Coder Social home page Coder Social logo

Support episodes cleanup about podsync HOT 21 CLOSED

mxpv avatar mxpv commented on May 24, 2024 2
Support episodes cleanup

from podsync.

Comments (21)

kgraefe avatar kgraefe commented on May 24, 2024 4

Yeah, or just do

cd /home/pi/podsync/data/
for f in */*.mp4 */*.mp3; do
    grep -q "$f" *.xml || rm "$f"
done

from podsync.

tuxpeople avatar tuxpeople commented on May 24, 2024 2

@amcgregor Not sure if podsync needs to solve that problem. We're speaking about podcasts here. Not someones wedding video :-P So the files do not need to be saved until the end of the world. But that's just how I use podcasts.

Besides the statement from @psyciknz just a little addition: If you would like to have ANYTHING in your feed, you are ending up in also implementing RFC5005 (see https://podlove.org/paged-feeds/).

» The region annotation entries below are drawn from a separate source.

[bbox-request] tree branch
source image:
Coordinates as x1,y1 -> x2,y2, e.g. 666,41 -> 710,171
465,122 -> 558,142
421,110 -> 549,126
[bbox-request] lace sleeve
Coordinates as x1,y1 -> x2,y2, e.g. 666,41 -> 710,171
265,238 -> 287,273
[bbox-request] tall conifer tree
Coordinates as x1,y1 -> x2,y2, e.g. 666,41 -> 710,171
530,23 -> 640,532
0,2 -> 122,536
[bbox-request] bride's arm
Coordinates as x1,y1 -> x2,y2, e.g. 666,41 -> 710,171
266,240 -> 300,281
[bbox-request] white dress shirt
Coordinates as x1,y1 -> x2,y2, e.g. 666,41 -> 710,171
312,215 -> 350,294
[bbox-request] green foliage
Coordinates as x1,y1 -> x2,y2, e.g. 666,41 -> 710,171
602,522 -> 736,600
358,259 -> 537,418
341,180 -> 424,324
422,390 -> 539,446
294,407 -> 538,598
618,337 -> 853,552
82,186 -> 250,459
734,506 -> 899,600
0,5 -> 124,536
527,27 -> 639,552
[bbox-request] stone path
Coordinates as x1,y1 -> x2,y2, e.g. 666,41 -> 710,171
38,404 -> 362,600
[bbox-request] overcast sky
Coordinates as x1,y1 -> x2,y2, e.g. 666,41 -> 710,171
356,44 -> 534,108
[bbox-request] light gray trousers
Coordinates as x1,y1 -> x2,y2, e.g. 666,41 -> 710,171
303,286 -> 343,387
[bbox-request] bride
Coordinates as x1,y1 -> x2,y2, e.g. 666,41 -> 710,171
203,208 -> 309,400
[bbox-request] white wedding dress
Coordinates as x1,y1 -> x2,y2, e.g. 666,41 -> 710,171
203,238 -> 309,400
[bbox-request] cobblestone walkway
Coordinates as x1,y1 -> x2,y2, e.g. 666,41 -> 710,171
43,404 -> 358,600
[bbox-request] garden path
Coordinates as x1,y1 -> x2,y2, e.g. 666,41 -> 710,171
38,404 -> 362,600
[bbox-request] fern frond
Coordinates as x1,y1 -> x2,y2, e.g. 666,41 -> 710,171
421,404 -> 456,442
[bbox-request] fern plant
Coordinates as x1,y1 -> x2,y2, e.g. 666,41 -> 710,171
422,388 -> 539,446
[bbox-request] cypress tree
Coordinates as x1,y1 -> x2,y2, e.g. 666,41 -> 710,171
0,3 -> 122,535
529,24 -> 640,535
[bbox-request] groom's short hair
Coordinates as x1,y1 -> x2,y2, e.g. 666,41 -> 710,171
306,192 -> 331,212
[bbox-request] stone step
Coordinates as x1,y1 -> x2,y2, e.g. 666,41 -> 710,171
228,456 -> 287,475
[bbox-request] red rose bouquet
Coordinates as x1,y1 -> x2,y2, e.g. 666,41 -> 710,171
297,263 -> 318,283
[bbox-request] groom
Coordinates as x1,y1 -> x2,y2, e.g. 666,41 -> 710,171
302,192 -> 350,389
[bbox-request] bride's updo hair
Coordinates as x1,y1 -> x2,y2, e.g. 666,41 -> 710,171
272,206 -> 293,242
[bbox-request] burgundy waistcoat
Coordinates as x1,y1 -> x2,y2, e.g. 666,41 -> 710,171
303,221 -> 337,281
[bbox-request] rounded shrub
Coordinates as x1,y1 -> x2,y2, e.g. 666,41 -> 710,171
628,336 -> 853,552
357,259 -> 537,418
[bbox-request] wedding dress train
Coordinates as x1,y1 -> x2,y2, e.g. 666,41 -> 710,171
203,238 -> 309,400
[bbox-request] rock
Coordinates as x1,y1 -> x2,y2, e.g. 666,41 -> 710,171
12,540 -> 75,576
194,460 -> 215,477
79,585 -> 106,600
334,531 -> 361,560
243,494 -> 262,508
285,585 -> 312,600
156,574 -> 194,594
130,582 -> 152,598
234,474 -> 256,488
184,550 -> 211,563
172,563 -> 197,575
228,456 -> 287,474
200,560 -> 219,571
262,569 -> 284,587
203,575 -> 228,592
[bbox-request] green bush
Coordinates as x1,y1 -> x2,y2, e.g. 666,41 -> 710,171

What we would need do discuss is which kind of variable keep_size is. It could be numbers of episodes, age of episodes, or both.

from podsync.

DeXteRrBDN avatar DeXteRrBDN commented on May 24, 2024 1

I agree with @tuxpeople approach. Having two variables would solve the issue for me also:

page_size = 5
keep_size = 10

5 items to download
10 items to keep as downloaded

Re garding what @amcgregor said, I would not mind losing those episodes not played (even downloaded) if they are beyond the keep_size value

from podsync.

kgraefe avatar kgraefe commented on May 24, 2024 1

You have to save it as a shell script file and add a crontab entry to run it periodically via cron. (I don't know how to do that on your NAS, on a Linux box I'd run crontab -e.)

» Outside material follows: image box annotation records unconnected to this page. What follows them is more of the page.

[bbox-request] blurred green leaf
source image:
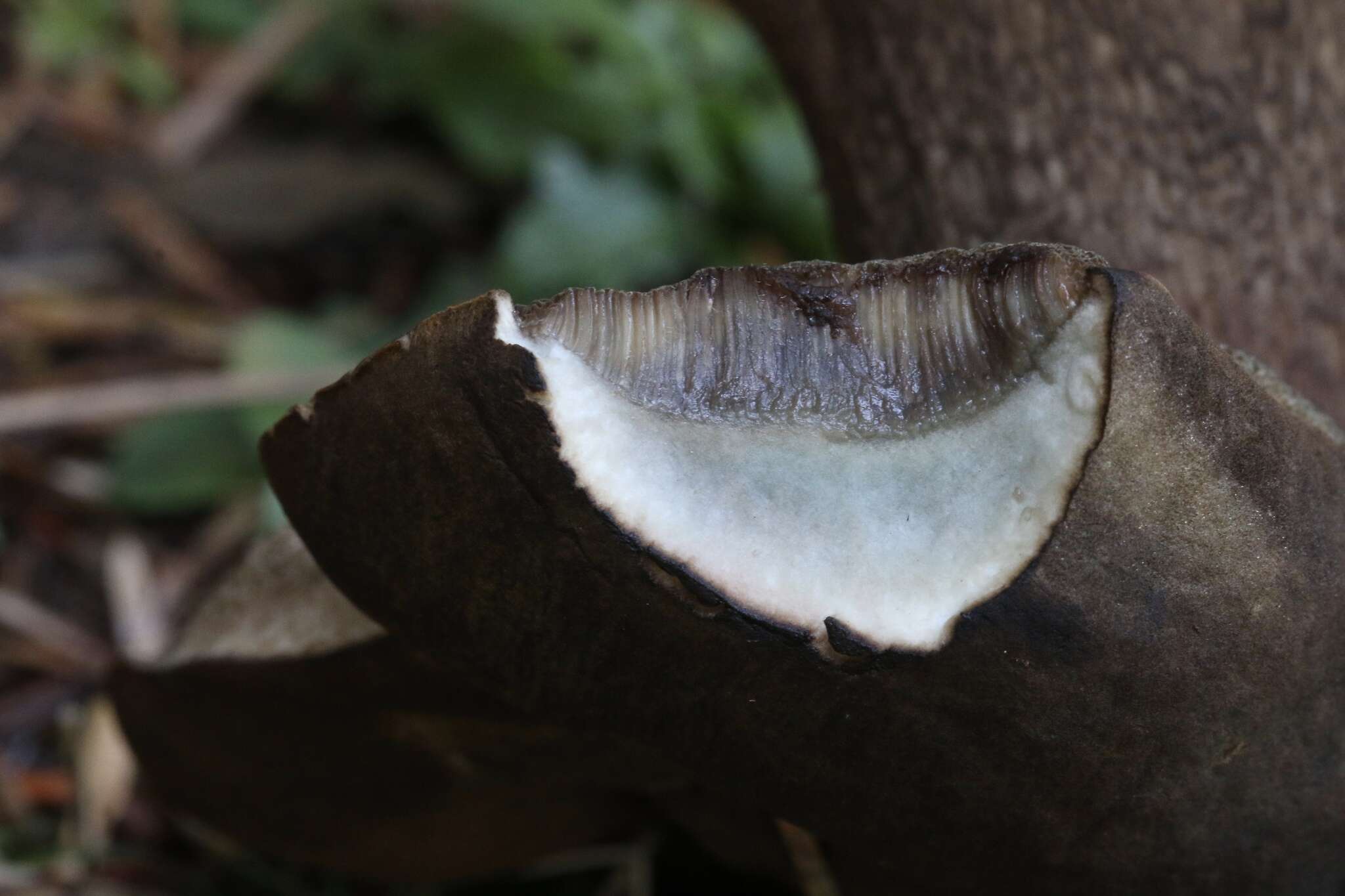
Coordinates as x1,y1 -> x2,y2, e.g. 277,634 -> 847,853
498,144 -> 707,301
117,45 -> 177,106
112,410 -> 261,513
227,305 -> 374,449
19,0 -> 118,71
177,0 -> 275,40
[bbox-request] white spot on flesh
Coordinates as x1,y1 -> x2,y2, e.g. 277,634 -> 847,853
496,293 -> 1110,650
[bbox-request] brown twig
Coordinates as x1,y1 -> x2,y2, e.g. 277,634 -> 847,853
102,184 -> 258,313
0,587 -> 112,675
152,0 -> 327,165
0,367 -> 344,434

E.g. I have in my crontab something like:

  0      3       *       *       *       /bin/sh /home/pi/bin/clean-data.sh

which means "run /bin/sh /home/pi/bin/clean-data.sh every day at 3:00 A.M."

You may have to add PATH settings at the beginning of the script, as cron runs in a different (minimal) environment:

PATH=/bin:/usr/local/bin:/usr/bin

Otherwise it may not find the grep and rm executables.

from podsync.

mxpv avatar mxpv commented on May 24, 2024

Is this expected behavior?

Yep, this is how it works as of now. CLI gets page_size episodes via API and for each episode checks whether it needs to be downloaded to disk (and downloads if necessary).
Your point make sense, there should be some kind of cleanup mechanism, especially for video files.
I think we can define update_strategy field instead of page_size, with values like keep entire feed in sync, keep last 5 episodes, etc.

from podsync.

DeXteRrBDN avatar DeXteRrBDN commented on May 24, 2024

update_strategy would be an interesting addition. I was looking for to add this too. I could help with this.

from podsync.

tuxpeople avatar tuxpeople commented on May 24, 2024

Not sure if I understand correctly. For my use case, best fit would be if I have two variables. One for how many items to check on Youtube and one for how many downloaded files should be kept (and added to the RSS feed). Because I would set those two to different values.

from podsync.

amcgregor avatar amcgregor commented on May 24, 2024

There's an interesting chicken-egg problem relating to identifying if an episode is "safe to remove" or not. My own process generates RSS XML feeds from all video content within a (channel, playlist) download directory, any additions always appear after each new run. Client-side (e.g. in the Podcasts app) it tracks watched state, the server side is never informed of this information — this is actually a massive reason I prefer the Podsync approach to media consumption. Google doesn't need to know what I watch and when.

Automated clean-up becomes problematic and tricky. If it's tied to the HTTP request to pull in the video file, the episode may be cleaned up after only being partially watched (e.g. pause long enough to break the streaming connection… and your video gets deleted, great job!) If it's tied entirely to episode count, unwatched episodes may be unintentionally removed by an arbitrary metric ("n episodes"). If tied to a sensible metric, e.g. time ("keep all episodes from the last 7 days"), then episodes you just don't quite get to may disappear automatically. I'm fortunate in that I have tens of terabytes of available storage at home, so currently I don't bother to delete episodes at all. (I actually have all digital media I have touched since 2001… just shy of 50 TiB at the moment. The first video: a bad VHS transfer of "blowing up the whale". ;)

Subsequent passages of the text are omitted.